68Chez De Luca, l’écriture est une patience, entre silence et violence, un piétinement lent et obstiné, où la progression de la diégèse procède souvent par retours, reprises, réitérations thématiques et lexicales sur lesquels en particulier Non ora, non qui, Aceto, arcobaleno et Tre cavalli sont entièrement construits. Elle ne coule pas d’un seul mouvement linéaire, mais rencontre des obstacles, des empêchements, des gênes figurées par les nombreuses infirmités distribuées aux personnages : surdité, cécité, claudication, bégaiement, mutisme. Corps et écriture portent en eux une suspension, un retard, une attente. Et c’est l’obstacle qui permet la trajectoire, comme dans un parcours d’escalade où, de prise en prise, contournant les difficultés et s’y appuyant, le grimpeur ouvre sa voie. Le défaut qui marque et discrimine devient une chance pour l’être, comme dans la Bible où Dieu ne traite pas différemment ses élus. Dans Una nuvola come tappeto, De Luca y insiste : Moïse bégaie, Jacob garde une claudication de son combat avec l’ange (NT, p. 28 et 51).
69En commun le traducteur athée de la Bible et le romancier moraliste ont une boussole, un nord de la vérité, un sommet où tendre. Dans l’univers de De Luca, les tâtonnements portent à la fulgurance. Mais la lumière à laquelle on touche est crue et dure, pétrie de violence, révélatrice de mort. Porteurs de différences qui les marquent, les êtres chez De Luca sont hors d’indifférence, et donc d’acceptation. Ils en brûlent. Les hommes âgés de Non ora, non qui et d’Aceto, arcobaleno, puis l’homme mûr de Tre cavalli ne sont qu’indirectement confrontés au choix du meurtre justicier, car d’autres, de plus en plus près d’eux, l’accomplissent. Plus tard dans l’œuvre, les adolescents narrateurs de Tu, mio et de Montedidio deviennent les acteurs directs du geste meurtrier vengeur. Non pas en vain, mais sans prise : il n’y a pas de place dans le fil de l’histoire des hommes pour un geste qui veut réparer l’offense. Ainsi rien n’est réglé de ce qui pourtant est consommé.
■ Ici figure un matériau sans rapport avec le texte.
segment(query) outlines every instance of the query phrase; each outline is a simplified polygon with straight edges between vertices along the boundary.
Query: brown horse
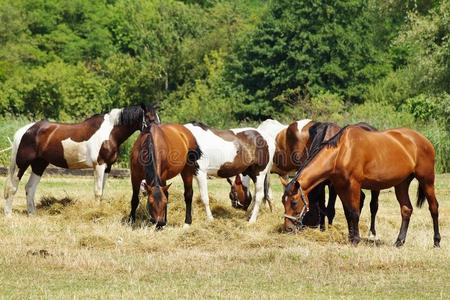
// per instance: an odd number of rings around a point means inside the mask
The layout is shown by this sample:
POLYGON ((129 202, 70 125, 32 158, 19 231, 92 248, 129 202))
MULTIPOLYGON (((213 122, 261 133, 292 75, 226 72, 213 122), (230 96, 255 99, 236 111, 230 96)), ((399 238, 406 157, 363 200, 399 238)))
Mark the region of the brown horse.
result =
MULTIPOLYGON (((152 113, 147 118, 158 120, 152 113)), ((143 118, 142 108, 131 106, 94 115, 78 124, 39 121, 20 128, 14 135, 5 184, 5 214, 12 213, 13 195, 29 166, 32 173, 25 186, 29 213, 36 210, 34 194, 49 164, 66 169, 93 168, 95 197, 100 199, 119 146, 142 128, 143 118)))
MULTIPOLYGON (((359 126, 367 130, 376 130, 368 124, 360 123, 359 126)), ((280 176, 287 176, 289 173, 297 171, 302 163, 308 158, 310 148, 315 144, 320 144, 324 140, 331 138, 341 128, 334 123, 314 122, 304 119, 285 126, 275 120, 268 119, 257 128, 260 131, 271 135, 275 143, 275 155, 273 159, 272 172, 280 176)), ((280 178, 282 183, 285 180, 280 178)), ((247 176, 237 175, 234 182, 228 180, 231 185, 230 199, 233 203, 241 203, 243 207, 250 205, 252 194, 249 190, 249 180, 247 176)), ((378 210, 379 191, 372 191, 370 202, 371 210, 371 230, 370 237, 376 237, 375 216, 378 210)), ((265 178, 264 197, 271 198, 269 187, 269 177, 265 178)), ((310 209, 303 219, 303 225, 309 227, 320 226, 325 229, 325 216, 328 217, 328 224, 333 223, 335 216, 336 192, 329 181, 325 181, 315 187, 309 193, 311 200, 310 209), (328 205, 325 206, 325 187, 329 189, 328 205)), ((361 192, 361 209, 365 195, 361 192)), ((270 204, 270 202, 269 202, 270 204)))
POLYGON ((192 179, 197 173, 201 151, 191 132, 183 125, 148 123, 134 143, 131 154, 133 196, 129 220, 136 220, 141 182, 147 194, 147 209, 157 228, 167 223, 167 180, 181 173, 186 203, 185 225, 192 223, 192 179))
POLYGON ((390 129, 371 132, 359 126, 346 126, 314 149, 305 166, 285 187, 283 204, 285 227, 301 222, 308 209, 307 194, 324 180, 330 180, 344 206, 349 240, 360 241, 360 189, 382 190, 395 187, 402 225, 396 246, 405 243, 413 207, 408 195, 412 179, 419 181, 417 205, 428 200, 434 226, 434 245, 439 247, 438 202, 434 190, 433 145, 418 132, 390 129))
Reste la responsabilité individuelle et historique, l’épaisseur de vie de chacun, de l’énergie pure pour agir sur le monde, maintenant, ici.
- 25 Parmi les nombreuses occurrences de la tranchée, voir tout particulièrement la nouvelle Una specie (...)
70Chez De Luca, la lenteur de l’élocution ou de la démarche, la timidité, la maladresse et la pudeur, la capacité de silence accompagnent une force vitale d’enracinement au ras du sol, du sable, de la roche, de la rue. L’envol (le boomerang et l’ange de Montedidio) ou la plongée (la mer où nager, présente dans tous ses livres) sont le pendant utopique de la condition sociale qui lie chacun à une place, souvent tranchée de guerre ou galerie de terrassement, lieu de labeur et de danger25.
71Rêve et limites chez De Luca cœxistent et se respectent. Et, toutes déréalisations manipulatrices battues en brèche, continuent de fabriquer de l’Histoire.